Apenas três minutos volvidos seria Renato Sanches a lançar Rafa, que, em velocidade, apenas seria travado, em plena área, em falta, originando a grande penalidade, convertida por Cristiano Ronaldo.

Já em período de compensação (90+2 minutos), Portugal assinou então um (prolongado) momento de “filigrana”, com 33 (!) passes sucessivos, enleando completamente o adversário, finalizando com outra assistência de Rafa, para Cristiano Ronaldo, o qual, mesmo podendo eventualmente duvidar se estaria em posição regular (o que seria confirmado pelo “VAR”), driblou o guarda-redes da Hungria, antes de empurrar, com facilidade, a bola para a baliza deserta.
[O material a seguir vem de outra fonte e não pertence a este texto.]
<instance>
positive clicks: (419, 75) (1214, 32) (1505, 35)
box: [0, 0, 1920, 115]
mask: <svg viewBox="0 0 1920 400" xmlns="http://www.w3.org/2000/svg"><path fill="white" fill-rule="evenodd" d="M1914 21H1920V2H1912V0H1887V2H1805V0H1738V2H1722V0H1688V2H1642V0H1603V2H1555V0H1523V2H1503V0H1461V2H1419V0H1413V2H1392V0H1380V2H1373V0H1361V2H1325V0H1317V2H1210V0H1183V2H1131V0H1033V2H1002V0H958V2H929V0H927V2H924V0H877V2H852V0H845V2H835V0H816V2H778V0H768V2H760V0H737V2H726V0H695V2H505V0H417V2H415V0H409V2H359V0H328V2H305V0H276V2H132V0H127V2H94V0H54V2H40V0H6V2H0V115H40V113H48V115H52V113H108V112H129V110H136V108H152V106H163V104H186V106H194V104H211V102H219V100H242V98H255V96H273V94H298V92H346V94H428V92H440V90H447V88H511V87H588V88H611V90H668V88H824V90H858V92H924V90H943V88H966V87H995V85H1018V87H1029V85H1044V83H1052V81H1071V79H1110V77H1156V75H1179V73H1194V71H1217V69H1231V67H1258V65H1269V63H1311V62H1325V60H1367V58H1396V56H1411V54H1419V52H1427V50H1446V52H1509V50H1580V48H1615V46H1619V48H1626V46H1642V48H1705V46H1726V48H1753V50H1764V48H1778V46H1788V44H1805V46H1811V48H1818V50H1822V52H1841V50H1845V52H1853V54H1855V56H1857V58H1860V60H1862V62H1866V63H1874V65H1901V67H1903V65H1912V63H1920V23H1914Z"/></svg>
Num balanço final, depois do susto passado (num dos raros contra-ataques que conseguiu completar a Hungria chegou a introduzir a bola na baliza de Rui Patrício, precisamente à entrada dos últimos dez minutos, não tendo o lance sido validado, por fora-de-jogo), Portugal, conseguindo, quase “in-extremis” desbloquear o jogo (depois de ter chegado a passar inclusivamente, porventura, por um período de menor crença, ou, pelo menos, de maior ansiedade), obteve – frente a um adversário que deixou transparecer notórias debilidades competitivas – um resultado que se revela bastante melhor do que a exibição e que, salvo qualquer “hecatombe” nos dois jogos restantes, lhe deverá proporcionar, desde já, uma boa “garantia” de apuramento (no cenário menos favorável, mesmo que como um dos quatro melhores 3.º classificados, como, aliás, sucedeu em 2016).

Cristiano Ronaldo, que, durante praticamente toda a partida, não esteve nos seus dias “mais inspirados”, acabaria por sair feliz: para além de ser, agora, o único jogador a disputar jogos em cinco fases finais dos Europeus (2004, 2008, 2012, 2016 e “2020”), tornou-se, com a soma de 11 golos (2+1+3+3+2) já apontados nessas edições, o melhor marcador da história da competição (deixando para trás o francês Michel Platini, com 9 tentos), ao mesmo tempo que, tendo atingido os 106 golos pela selecção portuguesa, está agora, apenas, a três de igualar o “record” do iraniano Ali Daei.

Cristiano, com 22 jogos já disputados nestas cinco fases finais (apenas “falhou” o jogo com a Suíça, na última jornada da fase de Grupos do Europeu de 2008), isolou-se também como o jogador com mais vitórias (12: 3 em 2004, 2012 e em 2016; 2 em 2008; e 1 na presente edição) em fases finais de Campeonatos da Europa, destacando-se dos espanhóis Andrés Iniesta e Cesc Fábregas (11 triunfos).